In java there is a possibility of re-throwing the exception but there is any advantage in it?

+4  A: 

Sometimes, you want a specific type of Exception to be thrown by a method, but there are rare instances that cause other Exceptions to be thrown within the method. I often wrap the causal Exception with my desired Exception and then rethrow the desired Exception.

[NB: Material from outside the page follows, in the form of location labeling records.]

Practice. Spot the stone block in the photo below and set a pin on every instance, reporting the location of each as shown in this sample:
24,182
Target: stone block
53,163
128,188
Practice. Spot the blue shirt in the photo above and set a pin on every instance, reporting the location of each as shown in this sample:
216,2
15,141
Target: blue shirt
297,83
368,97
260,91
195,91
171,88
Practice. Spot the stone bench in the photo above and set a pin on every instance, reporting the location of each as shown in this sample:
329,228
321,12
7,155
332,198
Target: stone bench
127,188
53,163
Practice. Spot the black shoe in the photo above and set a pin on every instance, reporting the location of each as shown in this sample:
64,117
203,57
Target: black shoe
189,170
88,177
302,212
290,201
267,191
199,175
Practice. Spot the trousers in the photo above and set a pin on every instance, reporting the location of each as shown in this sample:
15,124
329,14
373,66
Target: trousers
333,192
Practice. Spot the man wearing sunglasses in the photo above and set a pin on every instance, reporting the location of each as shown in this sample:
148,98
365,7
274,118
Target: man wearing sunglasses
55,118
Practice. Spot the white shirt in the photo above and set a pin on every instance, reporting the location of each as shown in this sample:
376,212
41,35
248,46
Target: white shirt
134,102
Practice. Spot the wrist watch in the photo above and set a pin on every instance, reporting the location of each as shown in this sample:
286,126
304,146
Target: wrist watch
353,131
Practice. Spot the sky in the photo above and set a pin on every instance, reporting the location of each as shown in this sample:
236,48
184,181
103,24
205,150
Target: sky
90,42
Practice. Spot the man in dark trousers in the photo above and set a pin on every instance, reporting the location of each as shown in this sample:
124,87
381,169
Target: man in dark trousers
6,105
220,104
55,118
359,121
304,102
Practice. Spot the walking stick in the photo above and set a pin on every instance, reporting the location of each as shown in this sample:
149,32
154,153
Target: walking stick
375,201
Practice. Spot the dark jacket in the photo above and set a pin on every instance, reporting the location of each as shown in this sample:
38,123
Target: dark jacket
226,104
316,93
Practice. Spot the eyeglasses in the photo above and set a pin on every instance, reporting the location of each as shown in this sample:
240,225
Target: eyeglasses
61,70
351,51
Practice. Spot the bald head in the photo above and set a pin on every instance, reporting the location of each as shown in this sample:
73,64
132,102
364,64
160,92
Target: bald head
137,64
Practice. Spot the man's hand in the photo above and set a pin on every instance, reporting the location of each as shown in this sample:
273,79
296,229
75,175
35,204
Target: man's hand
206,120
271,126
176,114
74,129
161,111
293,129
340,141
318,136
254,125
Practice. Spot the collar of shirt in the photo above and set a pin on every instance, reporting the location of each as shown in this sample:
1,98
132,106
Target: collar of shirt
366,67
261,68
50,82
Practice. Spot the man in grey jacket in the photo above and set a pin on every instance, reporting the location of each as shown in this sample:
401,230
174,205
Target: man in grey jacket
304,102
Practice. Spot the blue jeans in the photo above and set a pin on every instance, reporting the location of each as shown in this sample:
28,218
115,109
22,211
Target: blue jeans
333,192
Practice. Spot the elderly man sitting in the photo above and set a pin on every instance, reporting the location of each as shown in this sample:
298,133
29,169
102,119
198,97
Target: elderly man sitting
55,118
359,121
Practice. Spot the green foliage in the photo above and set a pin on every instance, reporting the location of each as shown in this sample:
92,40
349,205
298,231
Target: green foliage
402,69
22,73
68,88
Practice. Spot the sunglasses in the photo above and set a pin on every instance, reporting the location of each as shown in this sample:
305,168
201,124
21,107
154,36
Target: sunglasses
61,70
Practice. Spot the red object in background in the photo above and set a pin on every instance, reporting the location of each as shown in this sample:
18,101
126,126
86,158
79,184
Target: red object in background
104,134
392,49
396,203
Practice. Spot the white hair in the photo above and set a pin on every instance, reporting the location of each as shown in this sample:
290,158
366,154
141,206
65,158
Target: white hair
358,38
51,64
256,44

This is really useful when you can't determine that the Exception has caused your operation to fail until control is passed to the calling method (or one of its ancestors), since if the process does eventually fail, I can trace back in the stacktrace to see why.

Steve Moyer
+5  A: 

One example of when you want to rethrow an exception is when you don't really know how to handle it yourself, but you'd like to log that the exception was thrown. Rethrowing it allows you to both capture the stack information that you need to log, and pass the exception up the call stack for the caller to handle.

Bill the Lizard
A: 

I don't think so. If you can't handle it, don't catch it.

duffymo
Except you don't always know what caused the exception, in which case you're not sure whether or not you can handle it until after you did further investigation
Rik
+4  A: 

Sure. If you need to perform some special processing (logging, clean up, etc) for the exception, but can't "handle" it completely, it is common to do the processing and then rethrow the exception. Note, that in many cases (especially cleaning up resources) you probably want a finally clause rather than a catch/rethrow.

Dave Ray
A: 

I haven't done Java in years, but from what I remember it's just like other languages with exceptions and OO. Exceptions can be subclassed, and often, you'll want to catch a base class of many exceptions, but might not be able to handle all of them. So say you're handling a remote file transfer, and want to catch all IOErrors, because you handle most of them, but not DiskFull. You can rethrow that, and let someone else deal with it further up the chain, but deal with the other issues, like TransmissionFailed, by re-doing the transmit.

Lee B
+1  A: 

If you can somehow justify that you need to re-throw the same exception that you caught, I'd argue that there is something wrong with your design.

Catching one exception and re-throwing another makes perfect sense. For instance, you may want to add detailed information that the original exception did not have.